To his critics, it may seem a flagrant example of spin or a bizarre case of denial, but President Bush and his senior staff say he is having quite a successful final year in office. He has blocked Democratic attempts to slash funding for the Iraq war and has stopped what he considers unwise constraints on commanders in the field. He is headed for a victory on legislation to authorize eavesdropping on terrorism suspects. And he seems on the verge of getting a compromise on a housing bill to alleviate the problems of Americans who are having trouble making mortgage payments. "For the president to be this relevant this late is a pleasant surprise to us," says a senior White House official.

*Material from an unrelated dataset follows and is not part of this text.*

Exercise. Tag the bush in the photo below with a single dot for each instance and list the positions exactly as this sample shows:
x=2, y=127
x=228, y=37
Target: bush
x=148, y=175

A big reason for Bush's continuing influence, the official argues, is that he proved he was willing to veto legislation he opposed even if it was popular, like the recent farm bill. Once he showed he was serious, Democrats backed off their plans to confront him rather than face a series of override votes they couldn't win. "It's a mistake to underestimate the institutional power of the presidency, and he has utilized that power intelligently," the senior adviser says.
There's another aspect of the White House's upbeat mood. When he travels around the country, Bush feels less "antipathy" than he used to in the crowds, along the motorcade routes, and expressed by the individuals who talk to him at his events. "He feels there has been a shift in attitudes out there that's not reflected in polling data," the aide says.

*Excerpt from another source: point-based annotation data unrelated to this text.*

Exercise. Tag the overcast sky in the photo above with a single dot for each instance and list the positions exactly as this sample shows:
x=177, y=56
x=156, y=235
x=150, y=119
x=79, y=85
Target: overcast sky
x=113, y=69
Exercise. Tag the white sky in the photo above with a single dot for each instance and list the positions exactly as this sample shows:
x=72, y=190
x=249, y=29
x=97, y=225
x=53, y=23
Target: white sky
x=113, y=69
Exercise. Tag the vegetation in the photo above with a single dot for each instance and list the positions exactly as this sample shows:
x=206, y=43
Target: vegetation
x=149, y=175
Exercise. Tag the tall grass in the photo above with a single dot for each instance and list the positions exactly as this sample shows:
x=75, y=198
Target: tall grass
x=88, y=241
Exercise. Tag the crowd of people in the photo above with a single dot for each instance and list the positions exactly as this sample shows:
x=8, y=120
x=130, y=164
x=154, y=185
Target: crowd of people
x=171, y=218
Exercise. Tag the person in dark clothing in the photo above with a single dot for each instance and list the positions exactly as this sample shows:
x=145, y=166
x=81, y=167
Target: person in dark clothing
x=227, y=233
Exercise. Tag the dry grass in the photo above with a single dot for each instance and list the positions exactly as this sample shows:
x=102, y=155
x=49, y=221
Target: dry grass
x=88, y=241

Democrats say Bush is living in a dream world if he fails to recognize how unpopular he is and how much he is dragging down his party and GOP presidential candidate John McCain. In fact, advisers to Barack Obama say Bush is a big reason why Obama's message of change resonates so widely and why the Democrats now lead the GOP in voter preference. "None of this is possible without George Bush," says Cornell Belcher, Obama's pollster.
Reinforcing his point, the latest AP-Ipsos poll, released in mid-June, found that only 29 percent of Americans approved of Bush's job performance, one of the lowest presidential ratings ever. White House officials, by the way, say they aren't sure such polls should be believed because the questions are biased and the population samples are flawed.